Thu, 7 Apr 2016 Source: Baidoo, Philip Kobina

It is extremely difficult experience for the human consciousness to cede to superior knowledge or admit fallibility when we are so much convinced of our own frail epistemology. And it takes a lot of courage and wisdom for anybody to admit that I am wrong. On that score, I am prepared to sympathise with Professor J.A. Quarm. On the other hand, I cannot allow my personal sentiments to compromise my objective analysis of the unpardonable error in the textbook used for teaching six year olds under the auspices of the Ghana Education Service.

Centuries ago, when human technology and knowledge were in rudimentary stage by modern standards, we used to think that the world was flat. We now know better, though there are some die-hard nuts who still believe this celestial body we call home is flat irrespective of the incontrovertible visual evidence from the NASA space station and the wonderful images from the Hubble telescope. As a result, we have completely dispensed with the flat earth theory.

Poverty and the limitations within the scope of our knowledge have rendered the head, in our society, as beast of burden. In our major cities, hawkers carry around their goods on their heads to sell for their daily bread. It’s not the best option; poverty is what constrains them to choose that route. Educating our children is a means to eliminate poverty. It is meant to open new vistas and horizon that will help increase their alternatives in the future. And how do you deposit into their consciousness knowledge that will reinforce and perpetuate the poverty that education is supposed to vanquish.
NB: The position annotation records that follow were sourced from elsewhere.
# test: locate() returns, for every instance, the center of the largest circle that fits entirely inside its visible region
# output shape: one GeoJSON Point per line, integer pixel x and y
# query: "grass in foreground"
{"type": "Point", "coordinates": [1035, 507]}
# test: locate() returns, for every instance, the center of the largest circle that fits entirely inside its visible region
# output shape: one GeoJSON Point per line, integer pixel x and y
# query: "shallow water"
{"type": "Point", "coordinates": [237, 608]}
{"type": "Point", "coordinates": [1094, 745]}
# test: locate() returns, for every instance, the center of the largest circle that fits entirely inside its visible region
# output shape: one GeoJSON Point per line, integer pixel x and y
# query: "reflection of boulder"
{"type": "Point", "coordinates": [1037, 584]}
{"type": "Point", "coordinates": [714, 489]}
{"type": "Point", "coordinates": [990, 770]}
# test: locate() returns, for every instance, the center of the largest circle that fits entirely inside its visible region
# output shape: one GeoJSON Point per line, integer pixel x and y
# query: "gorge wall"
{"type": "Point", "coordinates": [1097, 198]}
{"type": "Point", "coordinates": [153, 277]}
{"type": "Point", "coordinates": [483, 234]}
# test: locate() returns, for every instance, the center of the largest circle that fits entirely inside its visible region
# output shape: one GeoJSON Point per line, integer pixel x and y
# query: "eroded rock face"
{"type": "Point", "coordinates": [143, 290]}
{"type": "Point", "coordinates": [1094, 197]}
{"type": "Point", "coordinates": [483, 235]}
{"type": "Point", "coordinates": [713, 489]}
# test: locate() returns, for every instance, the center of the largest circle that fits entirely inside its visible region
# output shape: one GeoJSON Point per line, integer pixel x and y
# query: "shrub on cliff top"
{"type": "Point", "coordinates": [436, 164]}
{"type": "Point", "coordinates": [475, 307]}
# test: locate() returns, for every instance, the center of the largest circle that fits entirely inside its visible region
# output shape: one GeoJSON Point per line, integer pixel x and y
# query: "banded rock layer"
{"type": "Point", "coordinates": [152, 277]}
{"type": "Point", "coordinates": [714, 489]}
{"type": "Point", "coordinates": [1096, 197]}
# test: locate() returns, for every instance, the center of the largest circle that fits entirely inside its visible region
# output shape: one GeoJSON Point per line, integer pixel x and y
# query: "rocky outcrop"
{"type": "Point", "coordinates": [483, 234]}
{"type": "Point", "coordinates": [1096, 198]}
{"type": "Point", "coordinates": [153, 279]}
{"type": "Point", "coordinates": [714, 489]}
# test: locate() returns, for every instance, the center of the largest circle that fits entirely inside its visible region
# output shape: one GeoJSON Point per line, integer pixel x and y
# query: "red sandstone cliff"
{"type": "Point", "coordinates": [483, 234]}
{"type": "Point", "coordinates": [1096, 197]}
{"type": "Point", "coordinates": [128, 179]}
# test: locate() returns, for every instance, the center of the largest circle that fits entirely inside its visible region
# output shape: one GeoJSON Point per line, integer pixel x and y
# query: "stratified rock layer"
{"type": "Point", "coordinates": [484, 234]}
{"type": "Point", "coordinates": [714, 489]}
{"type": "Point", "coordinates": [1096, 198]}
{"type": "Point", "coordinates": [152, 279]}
We have gotten to a point in our developmental odyssey to discourage the idea of using the head as a means for carrying load. It is inconceivable for a whole professor to marshal his thought processes to pen a textbook for six year olds and label the function of the head as a means for carrying load. This is what happens when you have the state running things. There is no doubt the professor would have succeeded in having his book used in some primary schools even under private enterprise. However, there would have been some school proprietors who would have objected to such mediocrity.

Kofi Bentil has already taken him to the laundry, and I would have expected him to admit that it was a mistake, but rather he has stuck to his guns. What I find ridiculous is the attempt by some of his apologists to defend this clear case of oversight, if not outright errant, information. One of the them was with the opinion that the information provided was adequate for the level of the pupils the text is intended, but it will change when their minds are matured enough to grasp the concept of thinking. Instead of admitting the mistake, they are further digging themselves into a deeper hole. The right information does not change; the complexity is what transforms with time as the education of children progresses. One plus one is two, and that is enough for six year olds. Minus six plus eight is also equal to two. The answer for the former and the latter is the same, but the determinants is what makes the difference here. The second one is complicated for most six year olds to comprehend.
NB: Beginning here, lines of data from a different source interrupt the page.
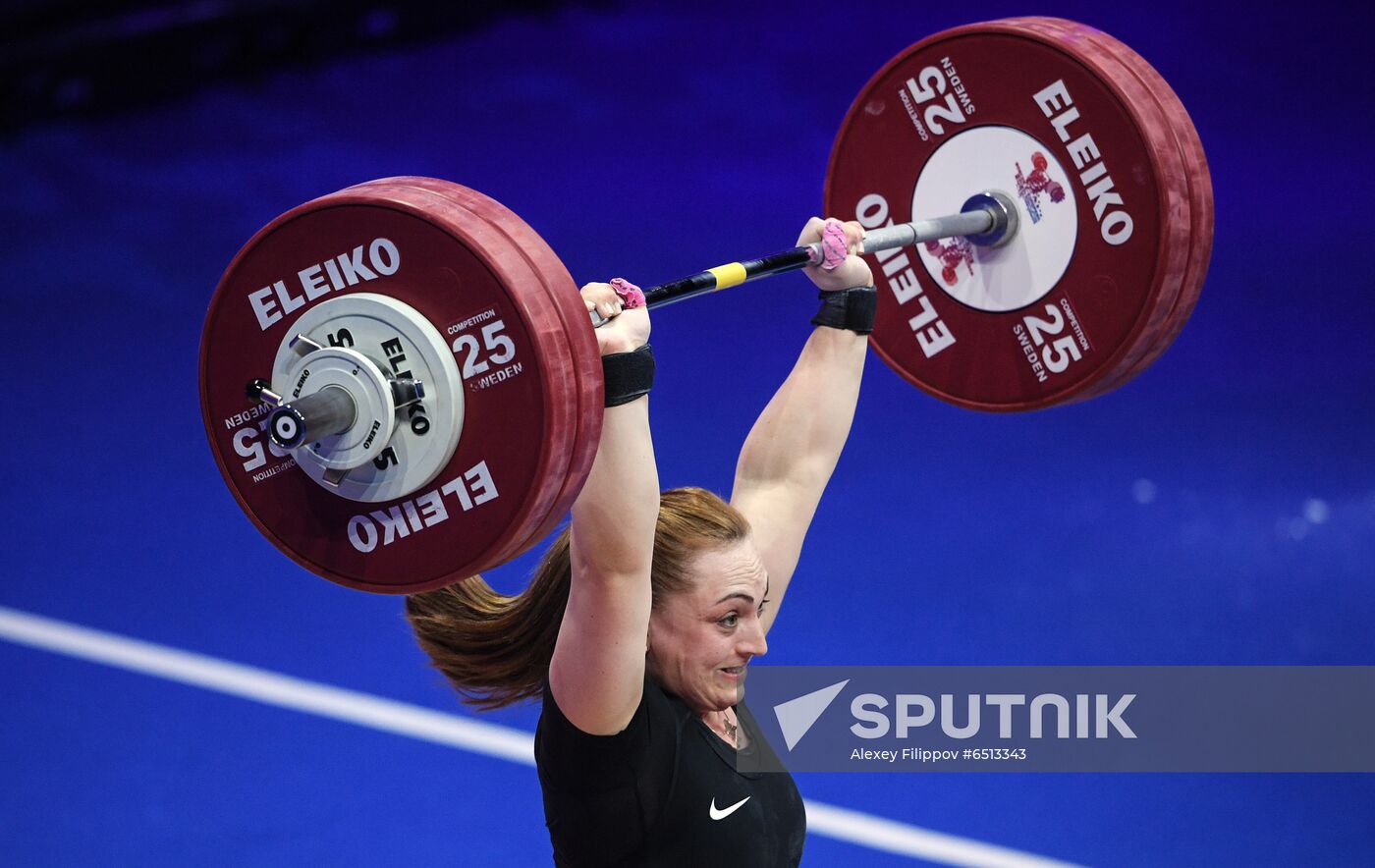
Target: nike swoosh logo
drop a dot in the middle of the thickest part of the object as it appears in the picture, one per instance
(725, 812)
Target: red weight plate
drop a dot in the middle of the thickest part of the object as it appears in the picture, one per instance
(574, 453)
(1196, 172)
(583, 344)
(1045, 318)
(1173, 171)
(451, 268)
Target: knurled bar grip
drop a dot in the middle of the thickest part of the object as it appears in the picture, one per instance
(983, 220)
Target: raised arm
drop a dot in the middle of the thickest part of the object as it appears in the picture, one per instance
(795, 445)
(598, 666)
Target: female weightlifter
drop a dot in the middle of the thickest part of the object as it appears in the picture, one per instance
(645, 613)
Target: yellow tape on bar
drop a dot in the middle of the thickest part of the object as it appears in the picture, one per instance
(728, 275)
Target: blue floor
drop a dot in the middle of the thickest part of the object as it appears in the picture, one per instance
(652, 143)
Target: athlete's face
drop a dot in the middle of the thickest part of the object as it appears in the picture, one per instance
(701, 640)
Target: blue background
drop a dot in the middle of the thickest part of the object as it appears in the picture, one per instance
(652, 143)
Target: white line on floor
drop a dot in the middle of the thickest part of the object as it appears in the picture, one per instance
(449, 730)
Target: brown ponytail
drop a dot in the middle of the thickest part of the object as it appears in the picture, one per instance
(495, 649)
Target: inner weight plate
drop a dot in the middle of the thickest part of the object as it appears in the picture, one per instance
(1041, 340)
(464, 282)
(586, 384)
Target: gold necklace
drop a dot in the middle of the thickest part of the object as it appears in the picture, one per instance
(731, 728)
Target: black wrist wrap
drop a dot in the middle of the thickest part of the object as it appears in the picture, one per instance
(628, 374)
(849, 308)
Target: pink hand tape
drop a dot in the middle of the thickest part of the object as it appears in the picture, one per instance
(630, 295)
(834, 245)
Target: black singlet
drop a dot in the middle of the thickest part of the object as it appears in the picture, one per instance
(664, 791)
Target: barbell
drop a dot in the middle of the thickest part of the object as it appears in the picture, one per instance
(401, 383)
Now, the most important and what makes me cringe is the fact that we live in a global village, and the knowledge that we provide our children should be universally relevant. Even when you go to some poor villages in Africa, not to mention Europe and other developed countries, they do not use their head to carry load. Such information will be out of place and inappropriate. Local knowledge is all well and good, however, if you are writing a textbook that can, perhaps, cross national boundaries you have to look at the universality of the knowledge you are disseminating.

I will back Kofi Bentil that the textbook should be withdrawn. If they think that it is too expensive to call back the whole consignment, I will suggest that they black out the unacceptable text and relabel it – for thinking. The Ghana Education Service should be able to provide the resources to accomplish that, because this is an affront to human intelligence, and no excuses should be offered whatsoever. The head is for thinking; it is not negotiable.